ASEAN KEY DESTINATIONS
Singapore exports fall most in 3 years in March
SINGAPORE exports tumbled at their fastest pace in three years in March on falling shipments to Europe and China, official data showed yesterday, supporting forecasts for slower economic growth and further monetary easing this year.
Non-oil domestic exports shrank 15.6 per cent year-on-year for the month, trade promotion body International Enterprise (IE) Singapore said, worse than the 12.3 per cent fall analysts had projected.
It was also the trade-reliant city-state’s worst export performance since a 30.6 per cent year-on-year decline in February 2013, Singapore’s United Overseas Bank (UOB) said.

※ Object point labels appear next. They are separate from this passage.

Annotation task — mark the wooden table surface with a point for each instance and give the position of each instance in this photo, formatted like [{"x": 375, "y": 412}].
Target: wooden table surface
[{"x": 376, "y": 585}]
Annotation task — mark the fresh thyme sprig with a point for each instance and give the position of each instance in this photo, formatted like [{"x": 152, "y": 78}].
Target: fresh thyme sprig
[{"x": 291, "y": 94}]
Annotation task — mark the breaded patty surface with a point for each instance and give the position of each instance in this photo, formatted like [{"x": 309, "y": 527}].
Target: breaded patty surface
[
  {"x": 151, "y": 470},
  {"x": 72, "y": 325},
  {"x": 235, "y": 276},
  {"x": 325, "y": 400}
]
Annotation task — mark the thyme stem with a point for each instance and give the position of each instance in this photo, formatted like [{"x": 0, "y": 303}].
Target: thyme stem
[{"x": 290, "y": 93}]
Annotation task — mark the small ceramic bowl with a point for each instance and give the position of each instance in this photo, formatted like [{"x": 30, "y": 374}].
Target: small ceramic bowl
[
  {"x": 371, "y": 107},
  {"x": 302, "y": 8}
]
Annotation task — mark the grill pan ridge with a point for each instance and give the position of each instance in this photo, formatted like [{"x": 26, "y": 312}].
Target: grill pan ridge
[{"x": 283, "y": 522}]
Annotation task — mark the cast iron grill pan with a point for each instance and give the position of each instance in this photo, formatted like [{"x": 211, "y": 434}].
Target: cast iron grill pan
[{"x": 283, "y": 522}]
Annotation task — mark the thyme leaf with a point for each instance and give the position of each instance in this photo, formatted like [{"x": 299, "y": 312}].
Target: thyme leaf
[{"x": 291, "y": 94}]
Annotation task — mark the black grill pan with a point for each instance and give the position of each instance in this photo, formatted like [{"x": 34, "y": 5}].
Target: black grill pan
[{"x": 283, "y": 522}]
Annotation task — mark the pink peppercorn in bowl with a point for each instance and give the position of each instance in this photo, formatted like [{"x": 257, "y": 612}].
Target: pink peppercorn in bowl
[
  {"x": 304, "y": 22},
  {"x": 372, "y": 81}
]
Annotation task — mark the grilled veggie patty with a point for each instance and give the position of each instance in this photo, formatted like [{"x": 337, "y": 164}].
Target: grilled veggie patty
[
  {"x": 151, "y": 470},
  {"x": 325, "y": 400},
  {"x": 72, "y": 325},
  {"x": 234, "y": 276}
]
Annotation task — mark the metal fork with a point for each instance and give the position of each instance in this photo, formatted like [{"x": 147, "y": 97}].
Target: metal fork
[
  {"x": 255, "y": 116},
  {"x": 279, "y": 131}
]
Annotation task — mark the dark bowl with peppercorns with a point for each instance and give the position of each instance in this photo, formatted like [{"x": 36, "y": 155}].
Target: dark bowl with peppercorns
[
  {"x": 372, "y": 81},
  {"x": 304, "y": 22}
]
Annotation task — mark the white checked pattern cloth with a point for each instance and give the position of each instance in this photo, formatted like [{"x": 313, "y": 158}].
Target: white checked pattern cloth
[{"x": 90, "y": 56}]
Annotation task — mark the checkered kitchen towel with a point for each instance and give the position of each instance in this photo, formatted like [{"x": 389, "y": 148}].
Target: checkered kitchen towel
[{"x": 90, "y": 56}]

“Singapore exports remain entrenched in a rut, raising the odds of downside risks to the local economy’s growth,” ANZ Research said in a note.
“If the current trend persists, it could increase the possibility of a central bank easing at their next policy review in October.”
The Monetary Authority of Singapore last Thursday announced a surprise easing of monetary policy to kickstart the stuttering economy by boosting exports as analysts warned of a possible recession.
In a statement, IE Singapore said electronics exports, such as semiconductors, shrank 9.1 per cent in March, compared to a 0.7 per cent expansion in February.
Non-electronics shipments, including pharmaceuticals and petrochemicals, declined 18 per cent, reversing the previous month’s 2.6 per cent growth.
There was a notable dip in demand from the European Union and China, both major markets for Singapore.
Exports to the EU plunged 39.1 percent from 16.1 per cent growth in February while shipments to China dropped 14 per cent, accelerating from a 1.2 per cent decline.
Exports to the US fell at a slower 6.2 per cent from 4.2 per cent growth in February.
UOB said exports “will likely remain weak” in the first half but should improve in the second half to end the year on a slightly positive note.
“However, there could be downside risks to our forecast should the uncertainties in China’s growth and oil prices perpetuate,” it said.
The government projects economic growth at 1.0-3.0 per cent this year, but private sector economists expect it to come in at the lower end of the range. The economy grew 2.0 per cent last year.
DBS Bank senior economist Irvin Seah said last week he expects growth this year at 1.5 per cent, which implies at least one quarter of contraction.
But the risk of a technical recession – two successive quarters of shrinkage – should not be discounted, he added.